Jan 20, 2004 20:55
OK, on Sunday, I was in Duluth to pick up my brother from the indoor skate park. I was running up a hill like a chicken (or something embarassing like that) with freezing cold wind blowing in my face. Yeah, I looked pretty stupid.
Anyway, at about 10 o'clock my phone rings and I figured it was Scott. Nope. It was John Frye. I was soo nervous I was sweating, I mean it was exciting because he's been on my mind on a daily basis. We talked on the tele for about five hours and we decided we would do something on Monday. I could not sleep that night because I was just excited.

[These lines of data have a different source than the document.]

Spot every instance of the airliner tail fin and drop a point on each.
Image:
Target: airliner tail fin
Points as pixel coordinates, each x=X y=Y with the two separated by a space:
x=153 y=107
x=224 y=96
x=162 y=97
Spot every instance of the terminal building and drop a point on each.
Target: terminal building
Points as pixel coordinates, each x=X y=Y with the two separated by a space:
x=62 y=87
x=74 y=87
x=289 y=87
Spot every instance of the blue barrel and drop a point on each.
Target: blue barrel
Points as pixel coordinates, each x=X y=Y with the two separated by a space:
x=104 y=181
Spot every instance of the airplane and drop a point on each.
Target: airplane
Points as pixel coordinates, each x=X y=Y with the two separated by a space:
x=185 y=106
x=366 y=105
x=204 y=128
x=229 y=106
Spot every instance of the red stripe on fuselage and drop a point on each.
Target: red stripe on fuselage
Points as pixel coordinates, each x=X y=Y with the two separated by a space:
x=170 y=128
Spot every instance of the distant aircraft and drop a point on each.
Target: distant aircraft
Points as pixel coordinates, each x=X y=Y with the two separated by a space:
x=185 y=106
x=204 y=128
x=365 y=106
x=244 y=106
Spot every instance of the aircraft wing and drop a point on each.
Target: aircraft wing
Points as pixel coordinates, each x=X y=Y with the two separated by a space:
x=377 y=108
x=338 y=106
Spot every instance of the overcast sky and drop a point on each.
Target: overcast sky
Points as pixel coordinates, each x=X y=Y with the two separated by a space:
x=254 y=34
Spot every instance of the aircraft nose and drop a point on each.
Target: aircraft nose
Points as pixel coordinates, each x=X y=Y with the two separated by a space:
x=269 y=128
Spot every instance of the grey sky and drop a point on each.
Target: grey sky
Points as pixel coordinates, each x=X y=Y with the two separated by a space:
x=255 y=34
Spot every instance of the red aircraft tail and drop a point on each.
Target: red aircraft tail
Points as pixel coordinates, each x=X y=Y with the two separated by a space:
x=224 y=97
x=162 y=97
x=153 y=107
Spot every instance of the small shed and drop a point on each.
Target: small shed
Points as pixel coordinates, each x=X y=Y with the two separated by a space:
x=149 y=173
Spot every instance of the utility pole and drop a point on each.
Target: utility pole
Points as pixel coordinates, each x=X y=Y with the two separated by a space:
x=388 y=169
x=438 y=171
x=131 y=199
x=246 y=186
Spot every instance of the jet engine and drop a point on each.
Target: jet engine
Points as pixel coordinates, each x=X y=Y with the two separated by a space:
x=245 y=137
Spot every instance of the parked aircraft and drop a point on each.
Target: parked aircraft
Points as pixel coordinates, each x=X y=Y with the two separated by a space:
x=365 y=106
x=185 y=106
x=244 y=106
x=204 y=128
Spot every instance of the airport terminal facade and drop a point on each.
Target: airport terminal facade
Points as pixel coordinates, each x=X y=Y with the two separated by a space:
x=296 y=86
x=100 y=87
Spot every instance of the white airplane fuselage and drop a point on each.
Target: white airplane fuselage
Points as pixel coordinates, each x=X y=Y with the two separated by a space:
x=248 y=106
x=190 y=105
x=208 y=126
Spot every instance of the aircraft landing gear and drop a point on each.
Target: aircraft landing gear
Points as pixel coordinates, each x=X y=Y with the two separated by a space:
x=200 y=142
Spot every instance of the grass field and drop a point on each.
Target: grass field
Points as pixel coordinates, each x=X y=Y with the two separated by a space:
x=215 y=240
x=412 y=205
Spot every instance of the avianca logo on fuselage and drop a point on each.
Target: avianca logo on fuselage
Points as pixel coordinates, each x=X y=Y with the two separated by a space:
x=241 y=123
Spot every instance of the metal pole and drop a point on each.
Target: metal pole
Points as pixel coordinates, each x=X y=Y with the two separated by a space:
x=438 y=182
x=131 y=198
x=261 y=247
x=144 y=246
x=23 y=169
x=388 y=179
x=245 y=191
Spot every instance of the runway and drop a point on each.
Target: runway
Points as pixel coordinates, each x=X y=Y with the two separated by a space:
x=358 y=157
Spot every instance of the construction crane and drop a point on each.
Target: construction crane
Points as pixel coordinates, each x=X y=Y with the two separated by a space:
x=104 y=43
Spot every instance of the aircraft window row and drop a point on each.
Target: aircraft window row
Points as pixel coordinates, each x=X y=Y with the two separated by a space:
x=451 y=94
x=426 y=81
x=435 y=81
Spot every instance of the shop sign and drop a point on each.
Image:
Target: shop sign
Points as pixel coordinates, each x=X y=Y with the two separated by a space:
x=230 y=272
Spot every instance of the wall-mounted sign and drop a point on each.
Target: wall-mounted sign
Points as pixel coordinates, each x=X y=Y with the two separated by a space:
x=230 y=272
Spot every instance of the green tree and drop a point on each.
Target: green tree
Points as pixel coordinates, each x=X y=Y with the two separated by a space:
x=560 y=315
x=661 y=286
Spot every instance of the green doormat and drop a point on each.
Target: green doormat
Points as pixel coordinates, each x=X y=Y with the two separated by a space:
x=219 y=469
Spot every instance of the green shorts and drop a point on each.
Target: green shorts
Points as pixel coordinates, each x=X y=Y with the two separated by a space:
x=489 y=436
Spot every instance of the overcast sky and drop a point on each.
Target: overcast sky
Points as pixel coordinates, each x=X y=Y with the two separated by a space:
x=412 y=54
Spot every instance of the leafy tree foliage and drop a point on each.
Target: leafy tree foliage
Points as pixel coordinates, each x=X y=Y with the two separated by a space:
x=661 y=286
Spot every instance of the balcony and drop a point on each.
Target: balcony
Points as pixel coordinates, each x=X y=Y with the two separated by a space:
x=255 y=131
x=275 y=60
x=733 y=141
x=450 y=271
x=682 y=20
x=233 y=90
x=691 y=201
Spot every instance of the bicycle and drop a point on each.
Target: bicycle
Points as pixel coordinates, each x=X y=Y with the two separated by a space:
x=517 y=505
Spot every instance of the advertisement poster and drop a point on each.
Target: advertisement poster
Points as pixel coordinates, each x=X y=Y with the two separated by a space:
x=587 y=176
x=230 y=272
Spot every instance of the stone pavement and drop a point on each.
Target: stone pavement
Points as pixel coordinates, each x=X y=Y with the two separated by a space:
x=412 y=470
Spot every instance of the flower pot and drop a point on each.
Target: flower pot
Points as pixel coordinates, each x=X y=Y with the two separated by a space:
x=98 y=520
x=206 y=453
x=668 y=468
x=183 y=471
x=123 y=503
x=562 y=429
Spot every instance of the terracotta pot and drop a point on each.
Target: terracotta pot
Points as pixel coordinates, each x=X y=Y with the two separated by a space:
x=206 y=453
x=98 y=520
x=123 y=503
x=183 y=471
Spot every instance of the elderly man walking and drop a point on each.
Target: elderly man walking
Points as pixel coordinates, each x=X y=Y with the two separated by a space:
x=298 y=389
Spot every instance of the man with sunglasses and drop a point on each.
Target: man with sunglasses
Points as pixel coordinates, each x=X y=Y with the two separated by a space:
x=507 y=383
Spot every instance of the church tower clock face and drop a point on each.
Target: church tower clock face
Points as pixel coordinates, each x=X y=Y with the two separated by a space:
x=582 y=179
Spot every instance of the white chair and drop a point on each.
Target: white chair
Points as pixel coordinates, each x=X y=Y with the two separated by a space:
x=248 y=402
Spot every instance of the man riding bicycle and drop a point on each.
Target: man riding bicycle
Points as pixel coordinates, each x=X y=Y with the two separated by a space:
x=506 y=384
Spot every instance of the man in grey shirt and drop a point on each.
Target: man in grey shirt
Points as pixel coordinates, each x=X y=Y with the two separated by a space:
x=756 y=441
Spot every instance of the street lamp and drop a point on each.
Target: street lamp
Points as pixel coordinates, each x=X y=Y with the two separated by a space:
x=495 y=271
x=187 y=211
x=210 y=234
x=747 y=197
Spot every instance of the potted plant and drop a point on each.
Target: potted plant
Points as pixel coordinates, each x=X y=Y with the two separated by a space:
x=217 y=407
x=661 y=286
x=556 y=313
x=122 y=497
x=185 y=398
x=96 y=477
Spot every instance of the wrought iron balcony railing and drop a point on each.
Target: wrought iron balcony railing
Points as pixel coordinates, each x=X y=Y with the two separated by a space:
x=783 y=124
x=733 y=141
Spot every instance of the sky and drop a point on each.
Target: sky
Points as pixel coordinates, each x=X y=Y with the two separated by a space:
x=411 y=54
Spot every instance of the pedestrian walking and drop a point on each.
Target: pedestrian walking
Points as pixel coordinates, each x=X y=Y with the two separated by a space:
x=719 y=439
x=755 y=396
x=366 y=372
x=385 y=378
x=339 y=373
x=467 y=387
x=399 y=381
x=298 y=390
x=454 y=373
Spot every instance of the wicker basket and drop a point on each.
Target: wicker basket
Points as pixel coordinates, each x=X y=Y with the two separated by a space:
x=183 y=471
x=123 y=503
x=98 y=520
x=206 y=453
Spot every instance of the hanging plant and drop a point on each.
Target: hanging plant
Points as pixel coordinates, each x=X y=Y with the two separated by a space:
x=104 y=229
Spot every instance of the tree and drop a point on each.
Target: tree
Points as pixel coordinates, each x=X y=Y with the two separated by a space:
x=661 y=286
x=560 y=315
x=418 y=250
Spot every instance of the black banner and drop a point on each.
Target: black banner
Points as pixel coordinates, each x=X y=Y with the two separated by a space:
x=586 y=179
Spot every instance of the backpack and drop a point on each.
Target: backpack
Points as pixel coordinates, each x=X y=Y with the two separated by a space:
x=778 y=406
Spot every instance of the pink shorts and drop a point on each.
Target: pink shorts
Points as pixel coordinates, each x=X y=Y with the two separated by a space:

So, I dress all nice and umm.. I met him downtown by the library. We went to his new apartment in east Duluth. So we were watching a movie and we started to cuddle a little, well he started it. All throughout my head I just kept thinking NO! NO! NO! WRONG! NO! WHAT ARE YOU DOING?!, but I never said a thing because I just couldn't stop it because it just felt good.
::sigh::
Then we kissed and it just felt so good. I just wanted to kiss like that for so long. Eventually, we weren't paying much attention to the movie and well, we some how had got down to our underwear. It wasn't like "hot" or sexual hardly; we just kissed a little and tickled talked and and cuddled and played around. I just missed him so much and it was like I had him back. Of course, during this I thought of Scott. I just always told myself that if an oppertunity came up I should take it because Scott lived far away and he has affection problems and it's just really hard when you have someone and they can't always be there for you. It is also very easy for two people who have connected before to connect again. And then I thought of Jeremy and how I felt when I was cheated on. I just have the most disgusted, ashamed feeling all day. I feel like I just hate myself. I also realized how much Scott does like me and if he found out it would just .. I have no idea.
What did I do? It was so out of character.
I have never felt so terrible and I hate it. It just kills me because I have to tell Scott. I just feel it is something I have to do. I can't lie, and if I do stay with him and/or if he decided to keep me, I don't want to have to hide anything. It just has to be this way for me. I just can't do it to him or myself. I am just so scared of what his reaction will be. I talked to him a little and even then he cried. ( I should not be calling him now.) I have to tell him. He said, "Whatever you do just don't cheat on me." I just feel like a horrible, horrible, selfish bitch and I have to come clean even if he hates me, I deserve every bit of it, but I can't lie about something so serious. I can't handle it, so I have to admit my mistake.
And John.. I don't know.. I absolutely adore him and how we work, but I don't want to think about him now. I think I need to write Scott a letter.